Un joven de unos 16 años le arrebató el teléfono a un estudiante del último año de la Escuela 760 que caminaba con un compañero por el paseo costero frente a la Iglesia de Shöenstatt. La víctima lo corrió y detrás de Tribunales el delincuente lo amenazó con un cuchillo. El damnificado lo tomó de atrás y le quitó el celular. El ladrón corrió y se introdujo en el colegio Perito Moreno. La Policía lo buscó, pero se les escabulló.

Un delincuente le arrebató el teléfono ayer al mediodía a un estudiante de la Escuela 760, en el paseo costero frente a la Iglesia Shoenstatt.
"Estábamos caminando por la costa y vino un chico y pasó por el medio (de los dos amigos) y me arrebató el celular. Lo traía en la mano.
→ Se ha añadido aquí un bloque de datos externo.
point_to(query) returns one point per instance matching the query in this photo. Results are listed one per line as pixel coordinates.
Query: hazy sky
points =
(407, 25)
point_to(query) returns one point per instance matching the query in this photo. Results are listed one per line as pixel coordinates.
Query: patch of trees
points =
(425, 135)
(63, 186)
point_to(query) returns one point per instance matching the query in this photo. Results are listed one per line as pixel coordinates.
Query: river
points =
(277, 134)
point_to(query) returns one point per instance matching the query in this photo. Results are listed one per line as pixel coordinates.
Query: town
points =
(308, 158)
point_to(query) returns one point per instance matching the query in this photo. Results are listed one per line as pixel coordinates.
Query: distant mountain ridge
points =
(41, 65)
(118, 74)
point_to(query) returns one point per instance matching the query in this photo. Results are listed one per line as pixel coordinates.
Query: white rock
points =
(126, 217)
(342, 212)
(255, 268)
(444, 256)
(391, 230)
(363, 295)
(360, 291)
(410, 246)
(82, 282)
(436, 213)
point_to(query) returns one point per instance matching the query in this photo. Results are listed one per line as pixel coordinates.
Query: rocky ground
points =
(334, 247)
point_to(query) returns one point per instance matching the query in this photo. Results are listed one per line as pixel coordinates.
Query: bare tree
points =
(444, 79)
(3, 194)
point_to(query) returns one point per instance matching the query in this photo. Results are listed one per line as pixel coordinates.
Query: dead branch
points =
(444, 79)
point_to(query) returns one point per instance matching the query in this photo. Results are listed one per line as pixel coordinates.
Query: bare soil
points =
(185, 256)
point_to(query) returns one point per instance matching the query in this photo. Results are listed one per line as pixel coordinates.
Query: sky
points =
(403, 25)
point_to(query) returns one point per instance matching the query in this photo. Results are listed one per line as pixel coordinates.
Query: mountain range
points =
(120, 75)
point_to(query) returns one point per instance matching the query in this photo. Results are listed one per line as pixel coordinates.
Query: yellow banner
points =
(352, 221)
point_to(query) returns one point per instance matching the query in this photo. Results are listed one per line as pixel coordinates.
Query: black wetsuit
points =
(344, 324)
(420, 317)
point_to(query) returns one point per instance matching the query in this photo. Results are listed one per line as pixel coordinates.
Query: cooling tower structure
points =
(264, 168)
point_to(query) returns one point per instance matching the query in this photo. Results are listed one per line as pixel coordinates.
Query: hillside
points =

Lo estaba cargando", contó la víctima a El Patagónico.
El joven salió a correr al ladrón, y no le perdió pisada hasta llegar atrás del edificio de Tribunales, en Yrigoyen y Mitre. "Sacó un cuchillo y me dijo que pare que no lo siga más", comentó la víctima sobre la amenaza que le profirió el ladrón. Entonces el arrebatador se dio media vuelta aprovechando la distracción del cuchillo y salió corriendo. Buscaba escapar. La víctima era de mayor edad que él e insistía en seguirlo. "Le dije a un señor que me había querido robar, y lo agarré de atrás (al arrebatador), le saqué el celular y se fue", explicó el joven que no se amedrentó ante el cuchillo que exhibía el ladrón.
Mientras tanto, el compañero de la víctima rodeó el colegio Perito Moreno y observó que el delincuente llegó hasta la plaza San Martín, pero se dio media vuelta, subió las escaleras de esa escuela y se escabulló en el interior del establecimiento escolar, en el que a esa hora -12:45- entraban y salían numerosos alumnos. Según la descripción de la víctima, vestía campera roja, gorra y una mochila.
"No me importaba el celular, lo que me importa es que cualquiera haga lo que quiera, eso no está bien", afirmó la víctima.
Seis policías de la Seccional Primera ingresaron a la escuela y buscaron por los pasillos. "Hay un montón de alumnos vestidos de la misma manera", señaló un policía. Así se fueron sin poder detener al sospechoso.
Una de las críticas que ayer se escuchó en el lugar es que ese colegio, como la gran mayoría de las escuelas de Comodoro Rivadavia no tiene portero eléctrico ni un control estricto de quién entra y sale de la escuela.